For years I have been going to a local tack sale held by a consignment store. Last year an old friend, an out lesbian, came to my barn with a new horse and we headed out to the sale to help her stock up her tack room.
Her impression: wow this would be a great place to cruise, it’s wall to wall dykes with horses. She even ended up meeting an old room mate from back in the urban scene 30 years ago.
I have some gaydar but it tends to be blunted around horse women, where everybody above 35 has become bluff, stopped wearing makeup to the barn, and feels they have to at least pretend to be comfortable with power tools.
Anyhow, it raises the question of how you know that there aren’t gay people in the production and management of the big equestrian corporations?
The question of patronizing small manufacturers is also complicated because while some things (like bedazzled brow bands and fluffy stock ties) work fine as cottage industries, at the other extreme making saddles and riding boots are highly skilled trades that take serious apprenticeship. So there is less choice of vendor.
And things in the middle that are factory produced like breeches, brushes, jackets, saddles pads etc. require a big investment in machinery so it isn’t that easy to find a true independent or small scale manufacturer.
If you are riding Western you can get a handmade saddle from an individual craftsman, and if you are in the right part if the country perhaps that craftsman might be Mexican American. Certainly they might be a source for Iberian or Vaquero gear.
In Canada, the online marketplace is flooded with cheap no name unverified riding helmets made in China and imported, when I checked last year, via India. This is no doubt a small business run by visible minorities, but not something we’d recommend!

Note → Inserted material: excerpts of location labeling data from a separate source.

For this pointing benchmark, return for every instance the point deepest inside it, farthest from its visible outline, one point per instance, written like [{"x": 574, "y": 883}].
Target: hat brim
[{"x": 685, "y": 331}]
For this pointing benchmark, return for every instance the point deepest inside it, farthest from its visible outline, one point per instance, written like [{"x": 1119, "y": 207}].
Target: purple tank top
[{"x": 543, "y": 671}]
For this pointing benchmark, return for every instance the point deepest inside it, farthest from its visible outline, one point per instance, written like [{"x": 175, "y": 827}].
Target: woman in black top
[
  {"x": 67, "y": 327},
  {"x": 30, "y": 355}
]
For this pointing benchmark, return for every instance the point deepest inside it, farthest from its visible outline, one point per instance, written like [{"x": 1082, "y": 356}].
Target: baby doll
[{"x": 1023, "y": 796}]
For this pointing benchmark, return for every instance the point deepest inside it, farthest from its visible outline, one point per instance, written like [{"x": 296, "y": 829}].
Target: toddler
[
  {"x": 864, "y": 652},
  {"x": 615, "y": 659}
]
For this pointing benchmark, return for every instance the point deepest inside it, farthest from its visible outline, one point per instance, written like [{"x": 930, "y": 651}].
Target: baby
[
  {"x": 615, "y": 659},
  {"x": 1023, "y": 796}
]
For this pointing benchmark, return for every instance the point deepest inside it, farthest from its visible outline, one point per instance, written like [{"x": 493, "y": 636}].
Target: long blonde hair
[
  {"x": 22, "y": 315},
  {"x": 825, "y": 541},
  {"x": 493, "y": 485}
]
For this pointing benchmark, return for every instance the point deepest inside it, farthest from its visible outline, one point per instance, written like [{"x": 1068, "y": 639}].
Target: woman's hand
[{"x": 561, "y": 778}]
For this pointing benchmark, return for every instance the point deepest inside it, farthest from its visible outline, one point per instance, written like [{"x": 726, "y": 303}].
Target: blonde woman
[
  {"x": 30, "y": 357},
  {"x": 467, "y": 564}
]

Then there is the question of the tack store. Absolutely you can patronize the local independent store whose owners you most appreciate rathet than a chain or online. And you can even buy mostly second hand and call it environmentally friendly 
Within this rather constrained market it could be interesting to see what you could find out about the employment and affirmation policies of the bigger companies and whether there is anyone you really want to avoid.
Of course there is also the realm of service providers such as coaches, vets, body workers, farriers, etc where you can easily select the folks you want to work with.